Divide dataset into n partition

Suppose I have an array a. I want to divide it in n partition. How can I perform the for function in Java? I tried this code but in some cases it is wrong.

public static void main(String[] args) {
        int[] a = {1, 2, 3, 4, 5, 6, 7, 8, 9, 10};
        int[] part = {0, 1, 2, 3};
        for (int i = 0; i < part.length; i++) {
            for (int j = ((a.length / part.length) * part[i]); j < ((a.length / part.length) * (part[i] + 1)); j++) {
                System.out.print(a[j] + " ");
            }
            System.out.println();
        }
    }
}

Output:

1 2 
3 4 
5 6 
7 8

Data 9 and 10 are missing. I do not need an equal size, but at least all data is well distributed. How to modify the for j function?

Answer

Here’s one possible solution (very naive approach, not benchmarked or optimised for performance):

int numOfPartitions = 4; 
double n = (double)a.length/numOfPartitions;
int start =0;
int partitionNum=1;
while(partitionNum<= numOfPartitions)
  {        
    int end = (int)java.lang.Math.ceil(n*partitionNum);
    for(int k = start;k<end;k++)
      {
        System.out.print(a[k] + " ");
      }
    start = end;
    ++partitionNum;
    System.out.println();
  }

First, see what would be the size of each partition (even if it is not integral). We will use it to slice up the array into sub-arrays.

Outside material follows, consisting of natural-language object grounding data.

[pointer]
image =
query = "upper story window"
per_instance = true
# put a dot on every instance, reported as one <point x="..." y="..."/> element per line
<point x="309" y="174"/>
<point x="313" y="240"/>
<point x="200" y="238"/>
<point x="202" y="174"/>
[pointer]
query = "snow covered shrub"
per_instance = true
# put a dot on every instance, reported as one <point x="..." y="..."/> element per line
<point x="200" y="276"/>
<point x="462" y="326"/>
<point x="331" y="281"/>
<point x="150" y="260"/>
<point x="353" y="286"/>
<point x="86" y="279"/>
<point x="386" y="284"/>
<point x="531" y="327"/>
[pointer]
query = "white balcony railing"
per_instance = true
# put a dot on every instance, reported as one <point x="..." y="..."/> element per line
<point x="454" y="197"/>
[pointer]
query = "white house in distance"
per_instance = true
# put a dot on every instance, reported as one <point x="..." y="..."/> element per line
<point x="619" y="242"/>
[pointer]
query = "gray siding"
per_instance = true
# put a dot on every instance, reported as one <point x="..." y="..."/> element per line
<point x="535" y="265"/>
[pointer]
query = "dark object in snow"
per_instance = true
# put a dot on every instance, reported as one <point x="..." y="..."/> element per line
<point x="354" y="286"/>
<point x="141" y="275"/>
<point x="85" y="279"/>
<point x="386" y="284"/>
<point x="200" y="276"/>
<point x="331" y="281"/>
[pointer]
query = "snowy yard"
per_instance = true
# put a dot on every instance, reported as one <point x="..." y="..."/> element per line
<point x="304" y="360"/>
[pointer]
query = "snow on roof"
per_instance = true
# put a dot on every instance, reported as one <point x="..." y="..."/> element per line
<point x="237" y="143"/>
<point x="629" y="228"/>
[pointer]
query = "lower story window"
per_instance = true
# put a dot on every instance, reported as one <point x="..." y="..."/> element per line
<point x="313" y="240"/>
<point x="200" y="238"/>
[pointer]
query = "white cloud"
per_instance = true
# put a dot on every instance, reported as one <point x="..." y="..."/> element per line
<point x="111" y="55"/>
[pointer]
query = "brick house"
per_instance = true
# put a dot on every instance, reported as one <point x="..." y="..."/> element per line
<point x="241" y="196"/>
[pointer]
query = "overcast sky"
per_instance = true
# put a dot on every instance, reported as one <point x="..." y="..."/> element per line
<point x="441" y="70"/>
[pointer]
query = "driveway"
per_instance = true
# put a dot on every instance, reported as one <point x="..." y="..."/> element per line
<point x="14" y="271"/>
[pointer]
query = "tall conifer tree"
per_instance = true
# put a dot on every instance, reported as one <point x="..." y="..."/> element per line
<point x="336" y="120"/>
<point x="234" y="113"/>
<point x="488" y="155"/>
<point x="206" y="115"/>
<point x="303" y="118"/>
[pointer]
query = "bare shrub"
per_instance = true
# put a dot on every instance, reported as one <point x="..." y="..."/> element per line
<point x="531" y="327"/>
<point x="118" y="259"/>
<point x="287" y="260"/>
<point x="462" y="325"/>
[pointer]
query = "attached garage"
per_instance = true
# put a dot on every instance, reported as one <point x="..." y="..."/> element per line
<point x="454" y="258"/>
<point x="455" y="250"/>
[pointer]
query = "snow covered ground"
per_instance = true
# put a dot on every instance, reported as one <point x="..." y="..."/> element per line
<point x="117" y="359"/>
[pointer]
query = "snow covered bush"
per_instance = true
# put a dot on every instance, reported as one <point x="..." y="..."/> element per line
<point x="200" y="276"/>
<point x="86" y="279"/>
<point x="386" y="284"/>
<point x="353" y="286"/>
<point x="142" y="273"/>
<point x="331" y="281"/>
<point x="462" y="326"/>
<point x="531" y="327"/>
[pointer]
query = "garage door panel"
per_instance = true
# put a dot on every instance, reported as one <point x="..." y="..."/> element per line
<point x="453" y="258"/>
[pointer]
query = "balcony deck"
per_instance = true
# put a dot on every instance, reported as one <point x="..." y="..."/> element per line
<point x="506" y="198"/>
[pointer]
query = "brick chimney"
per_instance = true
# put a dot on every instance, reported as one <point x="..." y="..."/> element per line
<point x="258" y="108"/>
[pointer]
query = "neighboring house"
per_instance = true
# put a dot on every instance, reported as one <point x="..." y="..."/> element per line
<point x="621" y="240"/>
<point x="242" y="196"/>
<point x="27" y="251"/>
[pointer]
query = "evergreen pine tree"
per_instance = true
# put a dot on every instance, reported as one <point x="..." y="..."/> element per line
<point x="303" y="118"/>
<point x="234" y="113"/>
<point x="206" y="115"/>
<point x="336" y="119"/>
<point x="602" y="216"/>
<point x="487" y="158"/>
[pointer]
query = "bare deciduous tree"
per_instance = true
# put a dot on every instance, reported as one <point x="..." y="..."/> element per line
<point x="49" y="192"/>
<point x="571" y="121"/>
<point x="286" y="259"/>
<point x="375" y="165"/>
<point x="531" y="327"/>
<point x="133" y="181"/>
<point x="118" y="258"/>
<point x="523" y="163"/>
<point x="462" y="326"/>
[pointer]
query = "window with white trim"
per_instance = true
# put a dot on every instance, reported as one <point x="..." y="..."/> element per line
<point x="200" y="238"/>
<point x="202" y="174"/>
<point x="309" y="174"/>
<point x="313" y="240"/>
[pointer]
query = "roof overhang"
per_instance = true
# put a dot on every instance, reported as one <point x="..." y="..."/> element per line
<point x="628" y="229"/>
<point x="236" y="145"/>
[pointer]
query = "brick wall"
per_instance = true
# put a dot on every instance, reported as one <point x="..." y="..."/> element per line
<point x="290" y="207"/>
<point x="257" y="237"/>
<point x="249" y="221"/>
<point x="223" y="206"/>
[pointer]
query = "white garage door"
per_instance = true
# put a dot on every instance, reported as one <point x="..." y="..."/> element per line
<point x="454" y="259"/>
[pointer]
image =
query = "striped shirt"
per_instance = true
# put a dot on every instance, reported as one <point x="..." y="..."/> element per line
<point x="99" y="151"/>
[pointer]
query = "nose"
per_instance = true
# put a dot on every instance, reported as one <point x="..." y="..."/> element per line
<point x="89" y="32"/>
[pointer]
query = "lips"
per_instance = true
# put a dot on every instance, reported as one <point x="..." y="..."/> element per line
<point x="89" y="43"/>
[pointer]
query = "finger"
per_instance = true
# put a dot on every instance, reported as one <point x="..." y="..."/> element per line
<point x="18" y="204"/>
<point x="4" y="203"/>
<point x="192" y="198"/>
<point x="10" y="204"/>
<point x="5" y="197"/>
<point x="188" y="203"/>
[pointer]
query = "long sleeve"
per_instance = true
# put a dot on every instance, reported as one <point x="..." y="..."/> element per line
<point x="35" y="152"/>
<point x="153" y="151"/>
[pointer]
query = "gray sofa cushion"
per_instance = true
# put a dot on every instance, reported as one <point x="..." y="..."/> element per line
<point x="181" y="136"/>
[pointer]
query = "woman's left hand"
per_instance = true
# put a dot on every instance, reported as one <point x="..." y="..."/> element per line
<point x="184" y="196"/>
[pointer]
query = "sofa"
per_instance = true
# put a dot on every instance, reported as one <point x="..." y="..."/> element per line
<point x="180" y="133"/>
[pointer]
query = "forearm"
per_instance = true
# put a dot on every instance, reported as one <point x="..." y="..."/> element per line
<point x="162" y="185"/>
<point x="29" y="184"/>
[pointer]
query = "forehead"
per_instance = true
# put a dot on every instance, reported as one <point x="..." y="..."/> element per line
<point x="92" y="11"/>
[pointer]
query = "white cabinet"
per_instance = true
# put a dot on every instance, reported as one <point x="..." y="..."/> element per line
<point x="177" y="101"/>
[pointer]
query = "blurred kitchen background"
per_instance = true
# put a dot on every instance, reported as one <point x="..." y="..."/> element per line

Now, start slicing into sub-arrays from the first element of the input array. We use a strategy of taking the largest integer closest to (computed partition size * current partition number) as the upper bound. In this example, we have size = 10/4 = 2.5, so our indices to break into sub-arrays will be 3 (for 2.5), 5, 8 (for 7.5) and 10.

The first sub-array will take the elements from index 0 of input until index 2, since the first computed index is 3. The next sub-array starts at index 3 and goes till index 5, and so on.

This way, we end up with the sub-arrays having number of elements differing at most by 1 from each other.

Note: If we have more partitions than number of elements in input, we can just return the entire array.